The lack of a clear political horizon towards peace and reconciliation creates an unsustainable economic situation. Even though donor aid had increased government-funded services and fueled consumption-driven growth during 2007 to 2012, this growth model has proved unsustainable. Donor support has significantly declined in recent years and, naturally, aid cannot sustainably make up for inadequate private investment, constrained by weak investor confidence due to the ongoing restrictions and the lack of political progress. Recovering slowly from the recession of 2014, the growth rate is projected to hover around 3.5 % in the medium term.
The 2014 war in Gaza created a humanitarian crisis and impacted the economy which continues to suffer to this day. More than 2,100 Palestinians died during the hostilities and a third of the population got internally displaced. Economic losses amounted to US$1.7 billion. At the current pace of recovery, Gaza’s economy is not expected to rebound to its pre-war level until 2018.
In 2016, unemployment rates reached 27% despite the Government of Israel’s efforts to increase the number of work permits for Palestinians. Unemployment rates are higher in Gaza, at 42%, and youth unemployment is at 58%. Although nearly 80% of Gaza’s residents receive some form of aid, poverty is very high.

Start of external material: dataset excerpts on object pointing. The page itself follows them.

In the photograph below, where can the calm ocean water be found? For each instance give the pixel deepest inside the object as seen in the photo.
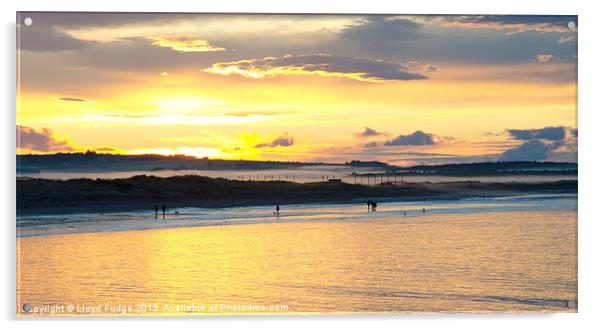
(302, 175)
(502, 254)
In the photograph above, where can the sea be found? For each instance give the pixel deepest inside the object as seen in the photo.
(505, 254)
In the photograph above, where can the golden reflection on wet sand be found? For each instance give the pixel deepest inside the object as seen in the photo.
(491, 261)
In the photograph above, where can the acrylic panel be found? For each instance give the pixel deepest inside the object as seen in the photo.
(196, 164)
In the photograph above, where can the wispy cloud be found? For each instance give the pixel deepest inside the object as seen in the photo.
(543, 58)
(548, 133)
(368, 132)
(184, 44)
(565, 39)
(368, 70)
(510, 24)
(72, 99)
(283, 141)
(416, 138)
(42, 140)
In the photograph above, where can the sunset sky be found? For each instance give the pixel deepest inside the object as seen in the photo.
(401, 89)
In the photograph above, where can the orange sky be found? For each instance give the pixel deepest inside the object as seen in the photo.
(309, 88)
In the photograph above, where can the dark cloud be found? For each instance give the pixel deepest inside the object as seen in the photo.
(416, 138)
(384, 33)
(283, 141)
(368, 132)
(547, 133)
(533, 150)
(322, 64)
(512, 23)
(549, 143)
(43, 140)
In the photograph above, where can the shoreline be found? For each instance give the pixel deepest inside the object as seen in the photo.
(86, 196)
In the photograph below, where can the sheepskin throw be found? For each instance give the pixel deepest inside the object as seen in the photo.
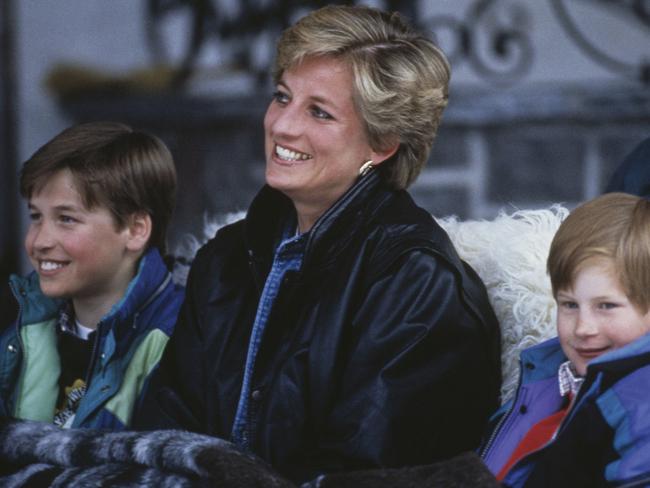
(509, 253)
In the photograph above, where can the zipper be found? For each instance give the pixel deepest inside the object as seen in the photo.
(21, 345)
(497, 429)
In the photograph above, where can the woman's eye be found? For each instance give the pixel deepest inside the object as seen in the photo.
(280, 97)
(66, 219)
(320, 113)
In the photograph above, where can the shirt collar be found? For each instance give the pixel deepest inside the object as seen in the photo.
(568, 380)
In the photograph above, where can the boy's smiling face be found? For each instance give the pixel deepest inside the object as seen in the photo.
(79, 253)
(595, 315)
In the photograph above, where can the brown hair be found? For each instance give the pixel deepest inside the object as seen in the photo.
(123, 170)
(401, 78)
(614, 227)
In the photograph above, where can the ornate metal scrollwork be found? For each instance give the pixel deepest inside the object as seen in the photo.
(634, 11)
(492, 36)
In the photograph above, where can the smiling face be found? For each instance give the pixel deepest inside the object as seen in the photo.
(315, 141)
(595, 316)
(77, 252)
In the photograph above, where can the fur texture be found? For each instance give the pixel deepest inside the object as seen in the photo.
(463, 471)
(509, 254)
(39, 454)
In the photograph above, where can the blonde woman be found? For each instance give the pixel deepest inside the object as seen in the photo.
(335, 327)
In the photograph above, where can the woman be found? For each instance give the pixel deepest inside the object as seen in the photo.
(335, 327)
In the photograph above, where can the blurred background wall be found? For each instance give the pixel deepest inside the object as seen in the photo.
(547, 96)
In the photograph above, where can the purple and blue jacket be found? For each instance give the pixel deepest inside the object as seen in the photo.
(604, 440)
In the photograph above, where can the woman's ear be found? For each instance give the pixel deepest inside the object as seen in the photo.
(381, 155)
(139, 227)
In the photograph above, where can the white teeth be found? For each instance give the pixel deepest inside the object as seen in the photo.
(289, 155)
(50, 266)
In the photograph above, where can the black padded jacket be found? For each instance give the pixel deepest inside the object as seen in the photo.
(381, 351)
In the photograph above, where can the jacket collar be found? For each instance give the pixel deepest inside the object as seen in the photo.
(271, 211)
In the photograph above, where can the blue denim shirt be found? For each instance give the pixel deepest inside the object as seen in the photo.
(288, 257)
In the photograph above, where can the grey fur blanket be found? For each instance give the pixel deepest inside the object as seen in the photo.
(35, 454)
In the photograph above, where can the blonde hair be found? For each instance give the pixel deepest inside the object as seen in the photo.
(614, 227)
(401, 78)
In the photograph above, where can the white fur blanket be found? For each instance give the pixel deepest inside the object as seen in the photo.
(509, 254)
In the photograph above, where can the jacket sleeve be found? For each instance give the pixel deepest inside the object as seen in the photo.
(625, 409)
(173, 397)
(421, 377)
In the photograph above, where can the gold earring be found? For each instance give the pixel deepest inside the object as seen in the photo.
(365, 167)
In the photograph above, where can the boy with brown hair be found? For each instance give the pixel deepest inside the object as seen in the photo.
(96, 314)
(581, 415)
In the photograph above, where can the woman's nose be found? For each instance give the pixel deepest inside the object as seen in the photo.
(285, 121)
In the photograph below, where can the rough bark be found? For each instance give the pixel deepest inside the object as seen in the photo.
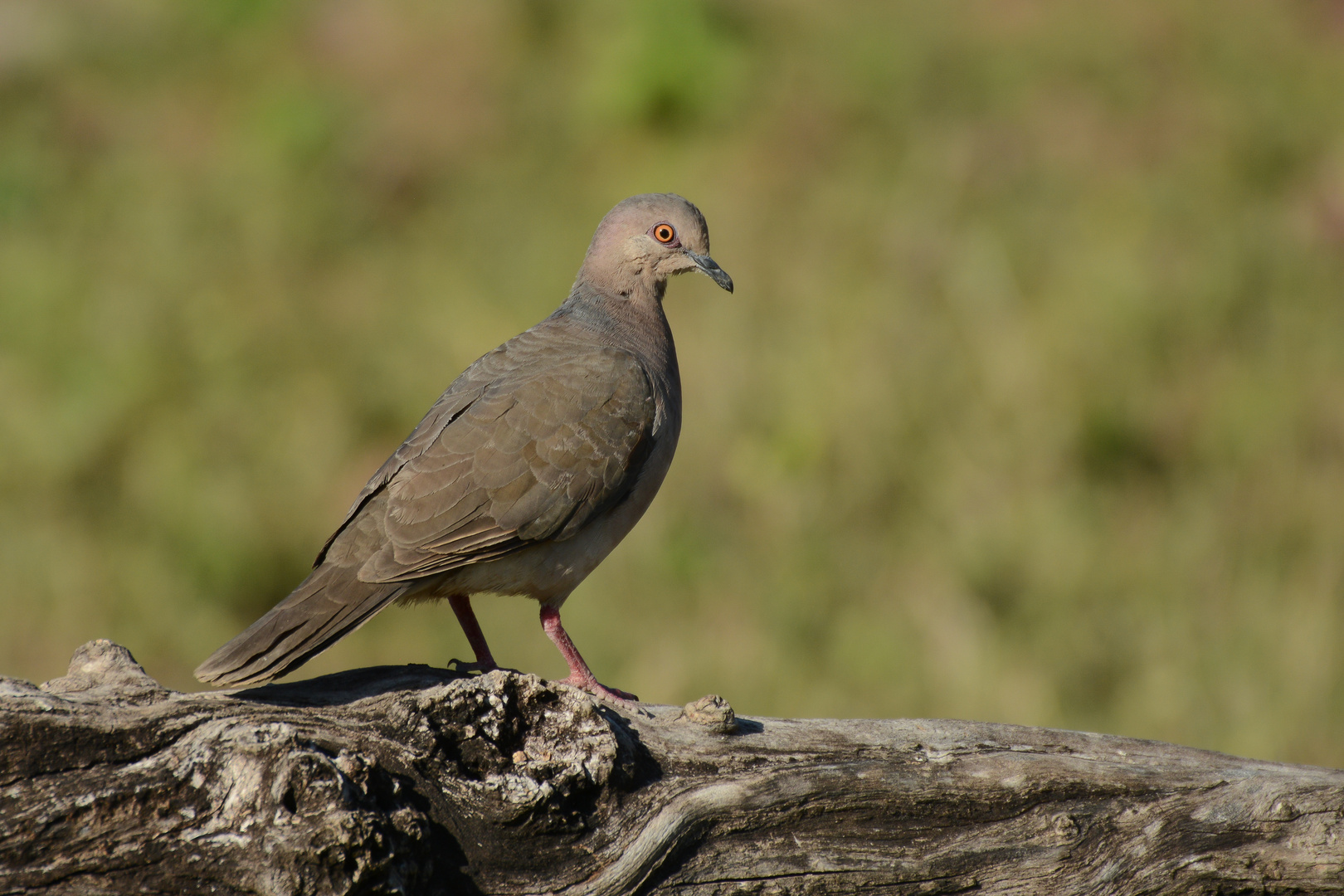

The current decline could be reversed in an environment where sustainable, private sector-led growth is fostered coupled with a commitment of ongoing financial support from the international community. A dynamic private sector can generate the sustainable growth needed, however, restrictions put in place by the Government of Israel continue to stand in the way of potential private investment. Access to Gaza remains highly controlled, and much of Area C, which makes up 60% of the West Bank, is inaccessible to Palestinians.